On New Year's Eve, Los Angeles police arrested bicycle-shop owner Michael Howard, 47, and charged him with eight counts in connection with a series of incidents in which a man forcibly cut the hair of women on the street. Though Howard's alleged obsession with hair was apparently not well known to his family, one longtime friend told the Los Angeles Times that Howard "liked playing with (hair), brushing it, everything about it. He says he likes the sound of scissors cutting hair."

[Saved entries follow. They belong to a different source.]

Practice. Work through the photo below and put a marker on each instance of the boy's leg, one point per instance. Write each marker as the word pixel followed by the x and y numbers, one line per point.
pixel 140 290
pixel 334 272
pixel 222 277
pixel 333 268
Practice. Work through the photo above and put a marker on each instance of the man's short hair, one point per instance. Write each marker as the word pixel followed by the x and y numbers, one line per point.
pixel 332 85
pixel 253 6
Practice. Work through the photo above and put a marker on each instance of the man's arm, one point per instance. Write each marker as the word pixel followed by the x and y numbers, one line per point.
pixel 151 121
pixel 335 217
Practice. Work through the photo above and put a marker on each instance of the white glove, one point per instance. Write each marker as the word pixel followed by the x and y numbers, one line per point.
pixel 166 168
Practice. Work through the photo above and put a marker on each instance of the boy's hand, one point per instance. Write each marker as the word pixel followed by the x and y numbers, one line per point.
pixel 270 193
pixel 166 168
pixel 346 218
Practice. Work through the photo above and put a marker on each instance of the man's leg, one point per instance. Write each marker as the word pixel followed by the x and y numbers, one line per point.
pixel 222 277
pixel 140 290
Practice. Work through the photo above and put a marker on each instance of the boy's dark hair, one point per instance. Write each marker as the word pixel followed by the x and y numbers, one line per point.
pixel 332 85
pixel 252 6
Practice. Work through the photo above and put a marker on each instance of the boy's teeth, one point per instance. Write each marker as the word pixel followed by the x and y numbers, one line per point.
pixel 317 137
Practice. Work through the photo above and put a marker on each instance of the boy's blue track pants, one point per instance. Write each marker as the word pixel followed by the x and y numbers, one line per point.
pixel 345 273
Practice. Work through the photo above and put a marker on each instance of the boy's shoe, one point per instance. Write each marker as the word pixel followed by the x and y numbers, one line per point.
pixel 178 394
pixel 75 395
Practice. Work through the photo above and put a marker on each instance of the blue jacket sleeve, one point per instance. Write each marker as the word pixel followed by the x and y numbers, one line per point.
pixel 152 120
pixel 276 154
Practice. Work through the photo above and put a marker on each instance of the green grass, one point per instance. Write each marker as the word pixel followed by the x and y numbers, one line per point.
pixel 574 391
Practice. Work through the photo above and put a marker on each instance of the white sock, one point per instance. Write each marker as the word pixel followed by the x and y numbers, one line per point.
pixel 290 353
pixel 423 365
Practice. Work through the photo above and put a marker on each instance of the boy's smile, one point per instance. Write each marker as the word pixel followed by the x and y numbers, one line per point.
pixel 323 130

A judge in Winnipeg, Manitoba, acquitted a 26-year-old man of rape in December after finding that the 45-year-old victim's testimony was not credible. The victim (an acquaintance of the man) presented no evidence of unwillingness except her word that she didn't want to go through with it, did not try to escape when she had plenty of time to do so, and failed to bite the man during oral sex (because, as she told the defense lawyer, "I'm not like that; I'm not a person who likes to be rude").
Applied Digital Solutions (Palm Beach, Fla.) said in December that it will sell human-implantable chips with space for about 60 strands of information starting early in 2002, but only in South America. In the United States, ADS still needs FDA approval, which it might get later this year. Right now, only some livestock have the chips (and, of course, Professor Kevin Warwick of Reading University in England, as reported in News of the Weird in July 2001, whose arm-implanted chips open his office door and turn on the lights).
Yeslam bin Laden, half-brother of Osama, said he will introduce a "bin Laden" designer clothing line that he believes will sell big in Arab countries (but his "bin Laden" trademark application in Switzerland has been held up). And the director of housing at Princeton University issued a safety directive to students after two undergraduates fell out of bunk beds in dorms; it is believed to be the first warning on how to use a bed ever issued to Ivy League students. And probation officers in Staffordshire, England, fresh out of rehabilitation ideas, have started a counseling program based on discussing questions and answers from the board game Scruples.
A brothel for female clientele closed because customers were abusing the owner's pay-afterward privilege by claiming the men didn't satisfy them (Waldshut, Germany). A man escaped after robbing an auto parts store of $50, but not before losing his prosthetic leg and his pants in a scuffle with an employee (Kansas City, Mo.). The owner of seven large (up to 6 feet long), house-roaming Monitor lizards died, apparently of natural causes, but then became dinner for his brood before a relative discovered the body (Newark, Del.). A wealthy director of Finland's Nokia telecom company was fined about $103,000 for speeding, based on the country's system of assigning fines by income, but he said his income has dropped, and the fine should only be about $20,000 (Helsinki).